Malcolm had a brief professional career in the CBA, but never played in the NBA.
“To this day, he says he could’ve played football in college and made it farther in football than he did in basketball,” Jacobe said. “He’s big like me, 6-foot-4, 6-foot-5. He’s a big target with good hands and he could really jump. He was dunking the basketball his freshman year in high school. It was insane how high he could jump.”
Those genes have been passed down to Jacobe, who acknowledged he gives his dad grief because he beat him to the dunking table by doing it in the eighth grade.
“I talk so much trash to him,” Jacobe said, laughing.
As far as the looming decision on where to go to school and whether to play two sports, Jacobe is not putting too much pressure on himself. He’s ready to let the recruiting process play itself out.
“I like TCU, Oklahoma State, OU,” Jacobe said. “I also like LSU, Ohio State. There’s a lot of schools. I’m keeping all options open.”
TCU figures to be in the mix and it will be interesting to see how it unfolds. Recruiting expert Jeremy Clark, who runs 247Sports’ Horned Frog Blitz, can’t recall any two-sport athlete who played football and basketball at TCU in recent memory.
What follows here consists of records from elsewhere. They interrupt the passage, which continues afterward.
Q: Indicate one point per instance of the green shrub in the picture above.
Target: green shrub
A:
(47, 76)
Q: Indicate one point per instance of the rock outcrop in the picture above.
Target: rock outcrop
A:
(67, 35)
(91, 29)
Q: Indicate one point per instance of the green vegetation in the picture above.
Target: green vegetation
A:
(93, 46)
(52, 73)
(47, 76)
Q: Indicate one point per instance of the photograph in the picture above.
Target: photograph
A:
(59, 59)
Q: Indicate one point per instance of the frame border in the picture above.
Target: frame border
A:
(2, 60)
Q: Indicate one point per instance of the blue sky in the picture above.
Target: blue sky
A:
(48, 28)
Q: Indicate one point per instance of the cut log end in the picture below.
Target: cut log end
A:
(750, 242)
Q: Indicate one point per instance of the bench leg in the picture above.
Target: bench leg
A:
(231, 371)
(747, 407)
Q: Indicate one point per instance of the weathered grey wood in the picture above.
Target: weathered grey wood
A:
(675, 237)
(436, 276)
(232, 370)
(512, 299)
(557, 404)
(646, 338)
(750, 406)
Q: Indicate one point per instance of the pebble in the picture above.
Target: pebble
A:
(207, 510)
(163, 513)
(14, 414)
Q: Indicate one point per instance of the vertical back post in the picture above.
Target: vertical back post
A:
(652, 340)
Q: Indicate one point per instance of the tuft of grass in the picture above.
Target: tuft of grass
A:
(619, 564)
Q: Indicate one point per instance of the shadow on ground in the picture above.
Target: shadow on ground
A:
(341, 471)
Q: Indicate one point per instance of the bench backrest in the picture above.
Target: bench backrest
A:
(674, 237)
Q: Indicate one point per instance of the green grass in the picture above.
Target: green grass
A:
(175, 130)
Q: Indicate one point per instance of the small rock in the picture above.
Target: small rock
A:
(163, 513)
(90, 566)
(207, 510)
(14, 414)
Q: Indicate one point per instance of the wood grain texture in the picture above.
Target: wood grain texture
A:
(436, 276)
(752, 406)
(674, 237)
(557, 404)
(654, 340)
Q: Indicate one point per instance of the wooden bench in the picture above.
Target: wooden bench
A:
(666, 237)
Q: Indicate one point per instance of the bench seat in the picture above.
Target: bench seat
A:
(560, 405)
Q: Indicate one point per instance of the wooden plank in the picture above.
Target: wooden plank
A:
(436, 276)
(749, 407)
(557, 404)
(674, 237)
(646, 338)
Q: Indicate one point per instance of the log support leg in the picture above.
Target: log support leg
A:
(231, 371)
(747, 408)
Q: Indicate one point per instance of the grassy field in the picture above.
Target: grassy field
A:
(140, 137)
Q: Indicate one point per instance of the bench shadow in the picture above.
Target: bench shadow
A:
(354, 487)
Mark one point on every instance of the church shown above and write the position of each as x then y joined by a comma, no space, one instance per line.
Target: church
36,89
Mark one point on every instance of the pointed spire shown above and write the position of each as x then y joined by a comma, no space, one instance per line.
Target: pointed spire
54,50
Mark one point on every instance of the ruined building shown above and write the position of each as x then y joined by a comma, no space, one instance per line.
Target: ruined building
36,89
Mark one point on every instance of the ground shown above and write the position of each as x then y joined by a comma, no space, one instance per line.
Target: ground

A more common two-sport mix is football in the fall and baseball or track in the spring. For instance, former TCU wide receiver Kolby Listenbee was also an All-American sprinter.
“With how much football and basketball overlap, there’s really not a period for a kid to start preparing for basketball,” Clark said. “All these sports have become year-round because you’re either in season or preparing for the next one.
“But Jacobe is very interesting because he’s got really good bloodlines. There’s a group of people who feel like he’s a better basketball prospect. There’s a group of people who feel like he’s a better football prospect. I’d personally like to see him do both because we haven’t really seen it in the past decade.”
How a two-sport scholarship works
In just about every instance, according to the NCAA bylaws, a two-sport athlete playing football and basketball would count as a football scholarship. The school and/or player do not make the determination as to what sport the scholarship would come from. Football has 85 scholarships, while basketball has 13.
If an athlete played basketball and another sport (excluding football), the scholarship would be counted in basketball.